When a person says, she believes in love, a number of factors are at work in arriving at such a claim. I will not attempt to enumerate all of them but community norms might be one such factor. However, there is one thing we all can reasonably infer from such a statement, there was a groundwork of Evidence through experience that leads a person to this claim. Sure, we don't usually label things overtly in this manner as we go through our days. As in, "Wow, I had a loving interaction and this has provided me with further evidence for my claim".In fact, science now indicates that our emotions tend to mediate such experiences and inform our judgments. In other words, the whole system seems to be built-in to some degree and we are scarcely even aware of the process, at least consciously. *See suggested reading below.

I will make a brief aside regarding a complex topic to which I could not do justice in this small space. Recent brain research tends to show that we have a tendency to belief or, at minimum, imperative choice. An admittedly way-to-simplified expanation would be that our survival (early in our sentient development) necessitated making relatively quick potentially life or death judgments. This very roughly corresponds (though on another biological level) to belief. I know it's sketchy and others explain it rather better, though, I suspect, not in this little space.

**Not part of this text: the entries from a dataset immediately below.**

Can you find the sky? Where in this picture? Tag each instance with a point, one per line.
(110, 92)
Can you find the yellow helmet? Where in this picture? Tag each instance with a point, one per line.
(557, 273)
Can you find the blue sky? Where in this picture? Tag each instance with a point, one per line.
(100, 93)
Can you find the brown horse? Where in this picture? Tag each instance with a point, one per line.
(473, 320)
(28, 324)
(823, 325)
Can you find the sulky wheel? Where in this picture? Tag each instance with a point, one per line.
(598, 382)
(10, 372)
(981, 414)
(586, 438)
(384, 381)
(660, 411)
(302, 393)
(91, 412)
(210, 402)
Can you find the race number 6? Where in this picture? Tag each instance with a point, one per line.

Ok, now the tricky bit. What is the problem with believing in the Big Guy in the Sky? The short version is, there really isn't a short version that is easily stated, truly informative, and powerfully persuasive. With that said, what am I bound to do? Correct-a-mundo! Elucidate a short version. Disclaimer. For my believing friends and family and others, feel free to skip over this part or read it and dismiss it as you wish. And, now, (I hear a drum roll. Do you?) the short version of something for which I've already admitted there is not short version.

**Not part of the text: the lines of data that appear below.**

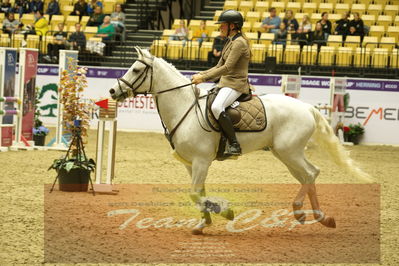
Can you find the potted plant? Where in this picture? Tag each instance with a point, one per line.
(73, 169)
(353, 133)
(39, 131)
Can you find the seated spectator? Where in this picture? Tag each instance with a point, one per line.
(91, 6)
(5, 6)
(318, 37)
(181, 33)
(118, 19)
(21, 7)
(40, 26)
(281, 35)
(300, 37)
(306, 25)
(272, 23)
(353, 31)
(97, 18)
(325, 23)
(78, 38)
(202, 33)
(36, 5)
(342, 27)
(218, 44)
(11, 25)
(53, 8)
(357, 22)
(80, 9)
(290, 22)
(106, 31)
(58, 44)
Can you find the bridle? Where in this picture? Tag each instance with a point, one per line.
(142, 78)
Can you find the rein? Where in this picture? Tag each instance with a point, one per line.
(168, 134)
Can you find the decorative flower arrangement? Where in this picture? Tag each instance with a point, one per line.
(73, 169)
(353, 132)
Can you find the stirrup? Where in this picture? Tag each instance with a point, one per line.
(233, 149)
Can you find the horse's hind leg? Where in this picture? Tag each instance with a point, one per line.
(306, 174)
(198, 172)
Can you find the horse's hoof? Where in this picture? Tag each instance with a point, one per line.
(197, 231)
(300, 216)
(329, 222)
(228, 214)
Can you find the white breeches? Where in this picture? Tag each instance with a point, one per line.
(225, 97)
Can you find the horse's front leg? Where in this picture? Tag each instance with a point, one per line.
(199, 171)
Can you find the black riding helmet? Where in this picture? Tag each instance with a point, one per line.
(231, 16)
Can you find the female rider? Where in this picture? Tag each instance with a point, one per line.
(232, 73)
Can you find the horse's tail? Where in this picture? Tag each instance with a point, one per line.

The believer perspective starts from the position, "I know how the world is (the BGS made the earth, and the flowers, and the mountains, and the stars and so on. Then, rather like a cherry on the top of an ice-cream sundae, he made humans. Now, it is incumbent upon me to go about and make the world fit into this model". The non-believer perspective is, "I don't know how the world is (except to the extent that, I stand on the shoulders of giants who came before and laid a road of discovery upon which I am priveleged to tread and marvel). And even then, I need to question, examine, and discover what is true, as best I am able, with the tools at hand. And, if I were to find a thing to be true, which ran counter to the claims of some previous giant, I sleep easy in the knowledge that this is nothing less than she would expect from her progeny of discoverers."

*Suggested reading: Why We Feel: The Science of Human Emotions, by Dr. Victor S. Johnston.
Yes, it is, like most everything else, available on Amazon.
Spoiler/Warning: If your personal operating system is not yet upgraded to include Evolution by Natural Selection, this book could cause a mind melting dissonance.